Yoga with Customer.io

Sitting around a table at the Customer.io 2019 kickoff in January, we were setting goals for the year. Abby, Mitchell, and I. My first three goals were about my specific job. The last one was “I’d like to teach a yoga class at retreat (I really hope this counts)”

Sonja, the people operations guru of the team, heard the goal and did not forget it. I’m not sure if I mentioned it another time, but it landed on the retreat calendar.

It went so well. It was so good.

About two weeks before retreat, in my living room one night, I jotted down a sequence that I thought would be good. Mostly standing poses so we didn’t get sand in our cracks; a flow that someone who had never done yoga before could enjoy; an emphasis on a standing forward fold. My thought was, with the forward fold, we all remember it from middle school P.E., so maybe it was a good familiar place to pay attention to.
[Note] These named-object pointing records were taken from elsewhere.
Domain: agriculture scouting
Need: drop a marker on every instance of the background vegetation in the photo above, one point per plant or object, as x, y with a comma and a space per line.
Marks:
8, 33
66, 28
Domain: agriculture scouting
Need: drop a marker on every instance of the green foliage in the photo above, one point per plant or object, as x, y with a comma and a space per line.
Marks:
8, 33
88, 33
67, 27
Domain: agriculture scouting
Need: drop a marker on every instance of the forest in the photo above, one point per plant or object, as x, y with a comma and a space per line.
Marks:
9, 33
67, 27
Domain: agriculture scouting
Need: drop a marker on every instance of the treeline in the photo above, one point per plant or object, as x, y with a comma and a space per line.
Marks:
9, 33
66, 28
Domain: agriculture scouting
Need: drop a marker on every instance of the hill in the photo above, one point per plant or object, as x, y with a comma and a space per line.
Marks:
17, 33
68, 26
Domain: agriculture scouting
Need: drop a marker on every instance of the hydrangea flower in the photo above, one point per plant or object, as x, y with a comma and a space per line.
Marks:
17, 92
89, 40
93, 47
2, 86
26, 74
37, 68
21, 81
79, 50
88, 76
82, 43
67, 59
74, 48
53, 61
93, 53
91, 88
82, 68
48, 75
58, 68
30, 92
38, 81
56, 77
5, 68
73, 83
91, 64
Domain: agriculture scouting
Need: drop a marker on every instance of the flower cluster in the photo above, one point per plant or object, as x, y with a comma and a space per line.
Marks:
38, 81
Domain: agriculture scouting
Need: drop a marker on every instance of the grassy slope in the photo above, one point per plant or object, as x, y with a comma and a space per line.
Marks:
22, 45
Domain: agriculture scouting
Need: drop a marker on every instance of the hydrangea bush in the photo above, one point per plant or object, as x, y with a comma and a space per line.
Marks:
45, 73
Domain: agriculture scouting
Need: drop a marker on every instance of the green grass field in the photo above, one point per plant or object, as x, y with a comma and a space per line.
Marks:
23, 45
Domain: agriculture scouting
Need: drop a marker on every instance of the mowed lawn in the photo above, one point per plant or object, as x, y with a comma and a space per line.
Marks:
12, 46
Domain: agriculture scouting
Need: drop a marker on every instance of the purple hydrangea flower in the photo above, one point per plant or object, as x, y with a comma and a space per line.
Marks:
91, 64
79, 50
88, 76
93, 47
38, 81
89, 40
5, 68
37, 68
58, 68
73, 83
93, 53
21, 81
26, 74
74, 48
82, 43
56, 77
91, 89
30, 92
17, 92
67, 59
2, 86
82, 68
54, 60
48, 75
Each time we came back to the standing forward fold, we could notice perhaps slightly more mobility as our bodies became warm. But more than increased mobility, the repeated sensation might help us connect with the present moment. Linking sensation with the present moment (where it occurs) is a big part of my practice, so how do I go about sharing that? I wanted to say something like “okay we’re here for the third time and it’s the last one. Feeling this last stretch of our hamstrings, and the last time we’ll probably do this specific stretch today, helps bring me into the present moment.”

sidest note: this feels really true for me. Acknowledging body sensations as they happen feels like a cheat code of being present. and we’re always talking about being present. It’s one of the reasons I love yoga.

I was nervous.

The class was so thankfully on the first day of retreat, which meant I only had to sit in anticipation for one day of presentations. The flow I had jotted down felt very jotted down, under-developed, and not ready. I bargained with myself the day before about a late night preparation, and then early morning preparation. Neither happened.

During these presentations, Colin our CEO gave a talk about how a great place to exist, work, create was somewhere between Anxious and Bored. The middle area of the graph was the “flow.” I still hadn’t revisited my sequence for two weeks before, but this resonated so much with what I think about during my yoga practice, and I knew I’d include it in the class.

The Class

With jotted preparation and Colin’s graph, it was time for the class to start. We had borrowed resort towels and they looked to me.

It went so well. We started with a breathing exercise, I explained how the balance of anxiety (working too hard) and boredom (not engaging enough) was a helpful balance to consider, and then we moved into the flow. It looked in some part like my jotted sequence but it also just so simply happened. I’m not really sure how many times we came back to forward fold.

We ended by laying in Shavasana and listening to the repeat waves. We finished and walked back to the pool. My nerves wanted feedback and affirmation. I tried to put those feelings down and simply know that the class happened and that, independently, I was already happy with how it went. Still… people were really simply nice, offering feedback and affirmation in the varied ways that made sense to them. Brandi let me know she had no idea how it went cause she has no idea about yoga. Abby let me know that her favorite part was that I had said perhaps57 times. Someone who had missed it asked if we could do another one. We didn’t but the interest was nice to receive.


I already like looking at these photos, but I keep coming back to the thought that I think I will also like looking at them in 10 and 40 years. This specific context was the first context of me teaching yoga. It has a story, this story I’m recounting here. My real life remote coworkers showed up to something I put out there, and it happened in a beautiful place.